- Supreme Court of the United States

Argued January 8, 2019 Decided May 20, 2019
- Full case name: Clayvin Herrera v. Wyoming
- Docket no.: 17-532
- Citations: 587 U.S. 329 (more) 139 S. Ct. 1686; 203 L. Ed. 2d 846
- Decision: Opinion

Case history
- Prior: Cert. granted, 138 S. Ct. 2707 (2018).

Court membership
- Chief Justice John Roberts Associate Justices Clarence Thomas · Ruth Bader Ginsburg Stephen Breyer · Samuel Alito Sonia Sotomayor · Elena Kagan Neil Gorsuch · Brett Kavanaugh

Case opinions
- Majority: Sotomayor, joined by Ginsburg, Breyer, Kagan, Gorsuch
- Dissent: Alito, joined by Roberts, Thomas, Kavanaugh
- This case overturned a previous ruling or rulings
- Ward v. Race Horse (1896)

= Herrera v. Wyoming =

United States Supreme Court case regarding Indian hunting rights

Herrera v. Wyoming, 587 U.S. 329 (2019), was a United States Supreme Court case in which the Court held that Wyoming's statehood did not void the Crow Tribe's right to hunt on "unoccupied lands of the United States" under an 1868 treaty, and that the Bighorn National Forest did not automatically become "occupied" when the forest was created.

== Background ==
In January 2014 Clayvin Herrera, a member of the Crow Tribe of Indians, along with several other members of his tribe, followed a group of Rocky Mountain elk from the Crow reservation in Montana into Bighorn National Forest in Wyoming. There, they shot three elk, taking them home for food. Wyoming officials cited Herrera and his companions for hunting out of season, a violation of state law.

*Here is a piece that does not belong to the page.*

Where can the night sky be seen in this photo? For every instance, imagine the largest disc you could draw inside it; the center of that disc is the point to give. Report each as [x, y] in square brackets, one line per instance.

Herrera's two companions both pleaded guilty to the poaching charges and paid the fines that Wyoming imposed.
Herrera, however, argued that their hunt was lawful, citing the Treaty of Fort Laramie, which allowed them to hunt on "unoccupied lands".

Wyoming disagreed, arguing that Herrera's claim had been invalidated by the Supreme Court 120 years prior, in Ward v. Race Horse. There, the Court held that Wyoming's admission into the Union had superseded the rights of Indians to hunt there, because it had joined the Union "on the same footing" as the other states, giving it control over the natural resources within its border.

== Case ==
The Supreme Court accepted the case to answer the question:

Did Wyoming's admission to the Union or the establishment of the Bighorn National Forest abrogate the Crow Tribe of Indians' 1868 federal treaty right to hunt on the "unoccupied lands of the United States," thereby permitting the present-day conviction of a Crow member who engaged in subsistence hunting for his family?

In a 5 to 4 decision, the split Court ruled that Wyoming's admission did not abrogate the Indians' rights.
The majority opinion was authored by Sotomayor, joined by Ginsburg, Breyer, Kagan, and Gorsuch. The dissent was authored by Alito, joined by Roberts, Thomas, and Kavanaugh.